Unfortunately, there was no effort on Prof. Francione’s part to pinpoint the flaws in my reasoning. One of the virtues of his theory is that it is extremely simply to understand, extremely simple to apply, and the consequences are straightforward. My main point was that the consequences of the theory are in direct conflict with the moral intuition of the vast majority of the public and we must reject it.
Instead, his attacks on animal research amounted to a potpourri of classic mischaracterizations by animal right activists of the actual science, our true intentions, and personal ethics, all of which are difficult to address in a few minutes in a debate.
For example, I pointed out to the use of primates in the development of the polio vaccine that has helped to nearly eradicated the disease from the face of the planet and will continue to save lives for generations to come. The benefits are unmeasurable. He responded that animals were not truly needed in the development of the vaccine, in direct contradiction to statements by Dr. Albert Sabin.
I noted that there is vast scientific consensus (92% agreement) from both scientists and physicians alike on the necessity of animal research to advance medical science and knowledge.
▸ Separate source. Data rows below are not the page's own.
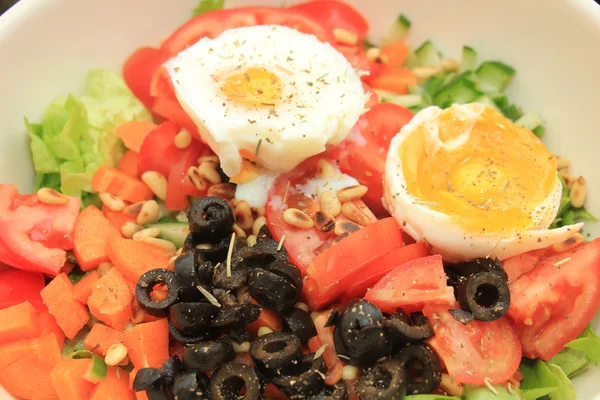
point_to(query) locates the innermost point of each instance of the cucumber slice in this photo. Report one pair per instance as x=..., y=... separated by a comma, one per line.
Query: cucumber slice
x=398, y=31
x=469, y=59
x=494, y=76
x=427, y=55
x=174, y=232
He countered that, on this matter, the jury is still out.
He criticized the scientific community for not including mice and rats in the animal welfare act (AWA), but his true position was exposed when he declared the AWA “not worth the paper on which it is written”. Let us be clear: there are no amendments to the AWA whatsoever that would make the research ethical in the view of animal rights activists.
He criticized me for not being vegan, while it is evident that even if all scientists were to become vegan tomorrow the research would still be viewed as unethical in their eyes. (Incidentally, I think the ethics of animal food can be defended, but this is an entirely different topic and debate).
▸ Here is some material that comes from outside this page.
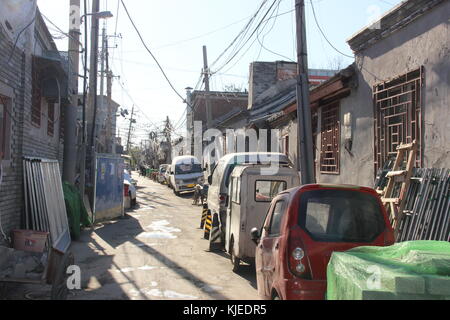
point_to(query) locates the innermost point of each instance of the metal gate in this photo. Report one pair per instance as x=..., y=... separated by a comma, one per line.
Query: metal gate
x=398, y=115
x=45, y=209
I clarified that I am opposed to the use of animals for the development of yet another lipstick, but that there is an obvious need to ensure that any chemicals we bring to our homes are safe to humans and animals alike. I also noted this is not the type of toxicology work done at our universities.
During our mutual questioning I asked him if his education campaign to break the cycle of “supply and demand” of animal food also extended to the benefits generated by animal research, such as vaccines. In other words, was he willing to ask the population at large to stop vaccinating their children?
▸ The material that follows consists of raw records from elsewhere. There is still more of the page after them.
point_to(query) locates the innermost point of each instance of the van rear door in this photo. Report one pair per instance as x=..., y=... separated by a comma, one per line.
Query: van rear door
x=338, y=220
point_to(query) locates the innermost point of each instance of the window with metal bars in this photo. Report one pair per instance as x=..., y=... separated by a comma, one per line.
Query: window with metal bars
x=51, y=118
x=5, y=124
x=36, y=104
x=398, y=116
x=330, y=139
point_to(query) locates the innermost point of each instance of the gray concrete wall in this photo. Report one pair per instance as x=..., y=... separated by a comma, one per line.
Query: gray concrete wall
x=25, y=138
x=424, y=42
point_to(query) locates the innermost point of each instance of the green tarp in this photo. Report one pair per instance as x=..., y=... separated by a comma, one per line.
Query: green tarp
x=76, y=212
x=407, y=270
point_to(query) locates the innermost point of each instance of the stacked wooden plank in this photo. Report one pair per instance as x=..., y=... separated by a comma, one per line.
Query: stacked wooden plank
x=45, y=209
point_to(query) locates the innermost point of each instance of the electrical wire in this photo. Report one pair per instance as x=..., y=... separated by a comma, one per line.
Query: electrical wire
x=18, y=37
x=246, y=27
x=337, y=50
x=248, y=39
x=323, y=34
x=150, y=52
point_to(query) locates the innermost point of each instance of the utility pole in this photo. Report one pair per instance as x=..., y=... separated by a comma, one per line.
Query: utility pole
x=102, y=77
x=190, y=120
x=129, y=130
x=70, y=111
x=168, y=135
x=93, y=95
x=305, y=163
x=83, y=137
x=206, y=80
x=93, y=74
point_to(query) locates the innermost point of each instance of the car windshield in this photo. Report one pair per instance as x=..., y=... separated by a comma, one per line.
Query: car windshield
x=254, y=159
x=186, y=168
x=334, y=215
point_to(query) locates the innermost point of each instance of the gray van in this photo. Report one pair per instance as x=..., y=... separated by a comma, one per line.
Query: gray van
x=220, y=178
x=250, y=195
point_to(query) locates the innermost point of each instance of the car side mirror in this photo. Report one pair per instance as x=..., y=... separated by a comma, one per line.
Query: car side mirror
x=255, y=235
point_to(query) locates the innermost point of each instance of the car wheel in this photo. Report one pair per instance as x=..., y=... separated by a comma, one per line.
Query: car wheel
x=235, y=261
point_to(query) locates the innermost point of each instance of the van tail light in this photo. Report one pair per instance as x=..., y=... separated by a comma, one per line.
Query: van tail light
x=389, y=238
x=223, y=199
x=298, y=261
He responded that in fact he would not vaccinate his children (he has none, although he did not say if his dogs are vaccinated), and later he clarified his opposition to vaccination rests not only for ethical but other reasons, which he never explained. I expressed my dismay at his anti-vaccination position.
Many of the questions directed at me by the audience dealt with the question of moral status of animals and humans. I explained that I do not claim the moral status of all humans is above the moral status of all animals. A number of questions regarding marginal cases ensued. I think this can be a productive and interesting discussion to have in society, but it is only a discussion that is possible once we accept the unequal moral status of animals and normal humans. Clearly, it is not a discussion that is even theoretically possible within the framework of animal rights theory that equates the moral status of all sentient beings.
I had a nice and frank conversation with Prof. Francione prior to the debate. As he correctly judged, our positions are “miles apart”. My perception is that he is a good man, with noble intentions, but philosophically he is as wrong as anyone can be.
Both Prof. Francione and I agreed on one thing: the debate was a good example of how passionate but respectful discourse is possible on controversial issues in our society. I want to publicly thank him for his invitation to debate.
Prof. Francione and I will share a video of the entire event once it is ready.